Roy Gibson has been hunted down by the men of the British Airborne Forces Club and plans to take centre stage when they gather to remember old times and fallen comrades in Aldershot in November.

Few of the men will have met Roy and fewer still know him by his given name.

But most will have heard of Wendy, the gay steward who kept spirits up when he sailed 8,000 miles to the Falklands on the ferry Norland with the men of the 2nd Battalion The Parachute Regiment in 1982.

“He was definitely different, mincing around the ship among all the Paras,” said Ron Webster, a veteran of the campaign.

“A lot of the men really weren’t comfortable with Wendy being around but once he started playing his piano he was an absolute Godsend. He really helped to keep up morale and he won our total respect because of that.”

Military memoirs, notably the graphic “A Soldier’s Song” by Ken Lukowiak, pay warm tribute to Wendy as the gay man whose talent and camaraderie forced people to overcome their prejudices and who was welcomed by the men of 2 Para as an honorary member of their ranks, even receiving a Red Beret.

But when the time came to invite Roy to this year’s 30th anniversary reunions he was reported missing in action.

No one could find him until he walked into the Vauxhall Tavern, one of his old haunts a few miles from his home near Hull, and started playing the piano.

“My friends at the Vauxhall had Ron’s number but they couldn’t track me down because I don’t play much these days and I’d changed my phone,” said Roy.

“So now I’m hoping to get to the event in Aldershot to see a few of the lads who sailed with us on the Norland and to make up for the reunions I’ve missed this year.”

Roy, who was was 27 when the war started on April 2, 1982, retains vivid memories of his Falklands campaign, which involved earning the trust of the British troops and later extending respect to prisoners of war as Norland ferried captured Argentine soldiers back to their homeland.

“My piano was my passport,” he said as he recalled the riotous sing-along sessions that put smiles on the faces of the troops as they steamed towards the battle zone.

“My boyfriend was there as well. We kept each other out of trouble! I was scared but I was trying to be positive, after all I was in the middle of nowhere surrounded by more than 1,000 men. Heaven!

“But we had a job to do looking after the soldiers and getting them to the Falklands safely, and they were working hard keeping fit, training and preparing for the task ahead.

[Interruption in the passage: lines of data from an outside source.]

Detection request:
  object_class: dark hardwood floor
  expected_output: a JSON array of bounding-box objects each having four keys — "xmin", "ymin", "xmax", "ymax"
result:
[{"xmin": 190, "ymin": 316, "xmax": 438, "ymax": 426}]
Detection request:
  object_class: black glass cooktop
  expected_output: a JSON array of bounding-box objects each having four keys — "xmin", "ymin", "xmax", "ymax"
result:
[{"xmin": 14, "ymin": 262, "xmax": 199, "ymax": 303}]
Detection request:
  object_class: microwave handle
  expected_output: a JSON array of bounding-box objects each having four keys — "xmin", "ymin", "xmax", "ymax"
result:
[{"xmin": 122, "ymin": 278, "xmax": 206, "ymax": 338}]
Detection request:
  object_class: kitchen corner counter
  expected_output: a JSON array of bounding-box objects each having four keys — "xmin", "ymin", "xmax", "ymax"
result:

“It wasn’t easy, and you could feel the tension increasing the closer we got to the war zone. But we tried to have some fun as well and it is absolutely true that at one stage we were warned by the soldiers that things could get nasty.

“One of them asked me if I thought I could kill an Argie and I said: ‘Ooh! Yes darling, eventually!’

“I told them I’d had more jumps than the Paras!”

Ron says Wendy is guaranteed a warm welcome when he appears in Aldershot for a camped-up piano show that has been hailed as a cross between Mrs Mills and Liberace.

“We’ve had a few reunions this year and people have been looking for Wendy at all of them,” said Ron.